Choose a tag to compare

@github-actions github-actions released this 24 May 08:20
· 45 commits to main since this release

Changelog

All notable changes to this project are documented here. Format loosely
follows Keep a Changelog, versioning is
SemVer.

[1.3.2] — 2026-05-24

Performance

The hot algorithm functions (motion.makeMotionMap2{Min,Max},
output.{copyCPNField, deinterlace, simpleBlur, deintOneField}) now
take their plane-view arguments as *const plane.PlaneView instead of
by value. Each PlaneView is 48 bytes; the 24fps path threads several
through several calls per output frame, so the reduction in stack
copies shows up clearly:

Pipeline 1.3.1 1.3.2 Δ
fps=24 (default) 2395 fps 2701 fps +12.8%
fps=24 + blend 2391 fps 2699 fps +12.9%
fps=24 ref=ALL 2490 fps 2795 fps +12.3%
fps=30 diMode=1 716 fps 715 fps
fps=30 diMode=2 3409 fps 3447 fps +1.1%

(720x480 NTSC, 10 000 measured frames per run × 3 runs, taskset -c 1,
ReleaseFast.) The 30fps modes don't move because they do one
makeOutput per output frame; the 24fps path runs getFrameSub
per output frame in the decimation block, which is where the saved
copies add up.

Internal restructuring (no behaviour change)

  • Bindings: dropped the hand-rolled @cImport layer in src/c.zig
    and the three vendored VS4 headers in favour of the upstream
    vapoursynth-zig
    package. Filter + plugin entry now use ZAPI / ZMap helpers with
    type-safe enums and typed prop setters (setFieldBased,
    setCombed, setDuration*). Net diff ~−1450 lines.
  • PlaneView / PlaneViewMut introduced in plane.zig — one
    canonical 6-field struct replaces the 18–28 separate
    [*]const u8 + usize parameters the algorithm functions used to
    take.
  • scalar.zig module for tiny u8-math helpers (absDiff,
    pavgb, subSat) that were previously redefined per-file (6
    inline copies across 5 files). Vector versions stay in simd.zig.
  • Deinterlace dedupe: extracted
    output.deinterlacePixelScalar — one canonical inline kernel for
    the per-pixel scoring + pick + motion-override that was previously
    written twice in output.deinterlace (~75 lines inside the SIMD
    body's chroma loop + ~109 lines in the scalar tail).
  • Audit cleanup: dead fields (CFrameInfo.{out, matchAcc},
    CallState.{realFrame, iUsePrev, iUseNext}) removed; redundant
    per-frame @memset calls in CallState.resetForFrame dropped
    (consumers either fully overwrite or pair partial writes with
    matching partial reads); 12 var ... = undefined plane-row locals
    in simpleBlur paths became const expressions.
  • Centralised constants: MAX_WIDTH (3 copies) and
    CHROMA_LANES (2 copies) consolidated into plane.zig.

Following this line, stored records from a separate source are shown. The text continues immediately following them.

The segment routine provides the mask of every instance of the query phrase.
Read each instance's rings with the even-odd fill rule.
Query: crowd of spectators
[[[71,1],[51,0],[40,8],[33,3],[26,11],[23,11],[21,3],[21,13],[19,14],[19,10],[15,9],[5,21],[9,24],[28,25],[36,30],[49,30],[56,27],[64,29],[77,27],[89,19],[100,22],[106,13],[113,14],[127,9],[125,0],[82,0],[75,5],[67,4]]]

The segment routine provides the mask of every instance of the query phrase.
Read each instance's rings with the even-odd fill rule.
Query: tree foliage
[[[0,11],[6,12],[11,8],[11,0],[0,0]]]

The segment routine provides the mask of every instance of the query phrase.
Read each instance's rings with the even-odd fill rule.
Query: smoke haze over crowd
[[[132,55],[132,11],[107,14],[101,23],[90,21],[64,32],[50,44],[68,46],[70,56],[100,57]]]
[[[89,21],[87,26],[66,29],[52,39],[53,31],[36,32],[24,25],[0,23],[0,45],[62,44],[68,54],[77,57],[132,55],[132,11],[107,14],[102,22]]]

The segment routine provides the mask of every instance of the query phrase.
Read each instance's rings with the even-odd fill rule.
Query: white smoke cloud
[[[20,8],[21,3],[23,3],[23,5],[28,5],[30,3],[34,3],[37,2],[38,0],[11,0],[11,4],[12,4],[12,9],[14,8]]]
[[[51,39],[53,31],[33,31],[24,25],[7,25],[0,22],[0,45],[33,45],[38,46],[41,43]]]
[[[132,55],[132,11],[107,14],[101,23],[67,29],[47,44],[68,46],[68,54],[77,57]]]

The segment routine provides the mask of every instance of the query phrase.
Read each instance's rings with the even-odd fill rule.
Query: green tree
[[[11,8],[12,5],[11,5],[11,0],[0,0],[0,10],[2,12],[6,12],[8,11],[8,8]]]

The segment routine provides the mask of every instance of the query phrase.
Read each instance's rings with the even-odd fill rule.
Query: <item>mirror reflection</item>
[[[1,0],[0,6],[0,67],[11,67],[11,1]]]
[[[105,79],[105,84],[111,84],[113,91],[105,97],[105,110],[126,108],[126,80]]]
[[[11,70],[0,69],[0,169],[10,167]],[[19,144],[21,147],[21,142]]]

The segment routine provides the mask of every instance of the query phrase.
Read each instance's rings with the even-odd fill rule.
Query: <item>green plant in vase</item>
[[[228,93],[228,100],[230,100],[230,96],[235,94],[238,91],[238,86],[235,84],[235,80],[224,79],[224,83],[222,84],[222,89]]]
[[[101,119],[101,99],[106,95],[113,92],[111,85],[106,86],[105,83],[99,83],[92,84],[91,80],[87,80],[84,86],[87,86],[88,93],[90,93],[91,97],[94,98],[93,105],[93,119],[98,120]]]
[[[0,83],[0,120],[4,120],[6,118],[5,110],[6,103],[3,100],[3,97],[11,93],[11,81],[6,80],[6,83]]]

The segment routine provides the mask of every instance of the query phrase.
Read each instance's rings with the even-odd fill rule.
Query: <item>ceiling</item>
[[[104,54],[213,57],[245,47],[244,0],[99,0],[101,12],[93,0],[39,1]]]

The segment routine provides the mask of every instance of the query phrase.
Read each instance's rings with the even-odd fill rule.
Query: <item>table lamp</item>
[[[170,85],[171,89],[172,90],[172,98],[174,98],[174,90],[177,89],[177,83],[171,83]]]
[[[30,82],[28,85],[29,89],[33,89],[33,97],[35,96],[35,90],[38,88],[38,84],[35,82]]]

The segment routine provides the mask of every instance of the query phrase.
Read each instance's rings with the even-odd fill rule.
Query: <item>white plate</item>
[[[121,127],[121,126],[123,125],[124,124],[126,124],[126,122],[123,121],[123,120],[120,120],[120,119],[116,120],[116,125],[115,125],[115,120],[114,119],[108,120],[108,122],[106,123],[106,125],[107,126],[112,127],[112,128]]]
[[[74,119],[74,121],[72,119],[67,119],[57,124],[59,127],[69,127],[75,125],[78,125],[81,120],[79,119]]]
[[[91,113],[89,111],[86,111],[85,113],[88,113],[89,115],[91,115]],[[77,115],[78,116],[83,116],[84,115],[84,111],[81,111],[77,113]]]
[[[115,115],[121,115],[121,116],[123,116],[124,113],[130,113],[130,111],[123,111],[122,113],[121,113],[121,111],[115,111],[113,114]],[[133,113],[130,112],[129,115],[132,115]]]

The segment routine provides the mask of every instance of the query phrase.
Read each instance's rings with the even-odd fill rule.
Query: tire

Known issue (carried forward, not new)

The SIMD body of output.deinterlace (diMode=1) uses pavgb (rounded
average) for the motion-override luma override, while the scalar tail
and the Avisynth C upstream both use truncated (t+b)>>1. At pixels
where the motion-override fires and (pT[x]+pB[x]) is odd, our SIMD
path differs by ±1 from the scalar path. The vapoursynth-cpp-api4
reference plugin hardcodes one_field (no diMode parameter), so
this can't yet be validated against ground truth — a TODO marker in
the source records the one-liner fix for whoever builds the Avisynth
oracle (or hand-computes reference fixtures).